En segundo lugar, habló del “diálogo con las nuevas necesidades espirituales de las personas”, buscando “un lenguaje existencial que responda mejor a las nuevas sensibilidades”, y después del “aspecto encarnatorio de la espiritualidad católica”. Es decir, no habló de la Encarnación, del Dios hecho hombre en Jesucristo, sino del aspecto corpóreo de la espiritualidad.
En tercer lugar, habló de “la pérdida de interés en los ritos funerarios” y de las celebraciones de la Misa a través de Internet, con los riesgos y limitaciones que ello representa, al impedir “la cercanía sensible, la presencia física”.

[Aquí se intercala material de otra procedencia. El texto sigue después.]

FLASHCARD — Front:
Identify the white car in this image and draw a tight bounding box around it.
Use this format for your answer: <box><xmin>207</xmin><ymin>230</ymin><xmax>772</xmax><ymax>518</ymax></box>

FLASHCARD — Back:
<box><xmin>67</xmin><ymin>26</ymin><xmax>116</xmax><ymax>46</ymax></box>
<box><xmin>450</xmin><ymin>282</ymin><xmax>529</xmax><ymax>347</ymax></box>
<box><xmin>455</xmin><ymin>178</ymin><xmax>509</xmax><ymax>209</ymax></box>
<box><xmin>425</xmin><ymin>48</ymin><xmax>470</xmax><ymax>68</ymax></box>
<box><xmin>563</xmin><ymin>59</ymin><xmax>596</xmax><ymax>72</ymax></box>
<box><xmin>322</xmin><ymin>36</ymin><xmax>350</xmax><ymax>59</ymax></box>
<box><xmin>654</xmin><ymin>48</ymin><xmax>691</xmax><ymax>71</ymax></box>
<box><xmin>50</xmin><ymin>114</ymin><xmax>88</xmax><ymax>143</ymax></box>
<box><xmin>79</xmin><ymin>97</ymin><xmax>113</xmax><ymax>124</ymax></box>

En cuarto lugar, hizo mención al desafío que afronta “la Iglesia de Francisco” de “empoderar a los laicos”, “distribuyendo el poder a través de nuevos ministerios y funciones laicales ‘dotadas de autoridad’” (sic). Es muy llamativo que los partidarios de la “Iglesia en salida” piensen que el desafío para la Iglesia de Jesucristo sea el de “dar poder a los laicos” por parte de la jerarquía sacerdotal. Parece que monseñor Fernández olvida que la misión de los laicos no es la de ocupar espacios de poder dentro de la institución eclesial sino la de llevar a Jesucristo y su mensaje al mundo. Pareciera que el prelado tan cercano al Papa olvida que los laicos ya tienen poder en la Iglesia, otorgado por su mismo Señor, no para su ejercicio ad intra sino ad extra: ser sal de la tierra y luz del mundo. Por lo menos en esta entrevista el arzobispo platense ha olvidado o ignora que la Iglesia de Cristo está conformada por jerarquía y laicos, no sólo por aquélla, y que ambos deben ser en unidad lumen Gentium, luz de las naciones, y sólo pueden serloen unidad: la jerarquía al servicio de los laicos, y los laicos al servicio de Cristo en el mundo.
Pero lo más extraño de todo llega al final, cuando el entrevistado ratifica que lo fundamental en la Iglesia es ella misma, y no su fundador que se hace siempre presente en la celebración de la Eucaristía, en especial en el mismo día que se conmemora su resurrección: “Hay cosas que a veces creemos inmutables y en realidad no lo son. El precepto dominical, por ejemplo, no es indispensable y es algo que podría caer”. El Domingo es el “Día del Señor”, el “dies Domini”, el día que Jesucristo resucitó de entre los muertos, es “el día en que actuó el Señor”, día de “gozo y alegría”, reza la Liturgia, pero para el arzobispo Fernández es solamente un precepto, una orden o mandato impuesto por una autoridad, razón por la cual puede llegar a caer, transformarse o desaparecer.
En definitiva, por boca de uno de los obispos argentinos más cercanos al papa Francisco, para la Iglesia argentina JESUCRISTO NO ES el principio y fundamento del Cuerpo místico de Cristo. ¿Será por eso que la jerarquía argentina tiene como temas prioritarios los migrantes, la Pachamama, los desposeídos, pero no a los millones de seres humanos asesinados antes de nacer, porque esto último “no es un tema prioritario”? ¿Este es el “rumbo” de la Iglesia en Argentina? ¿Lo sabrá el Santo Padre?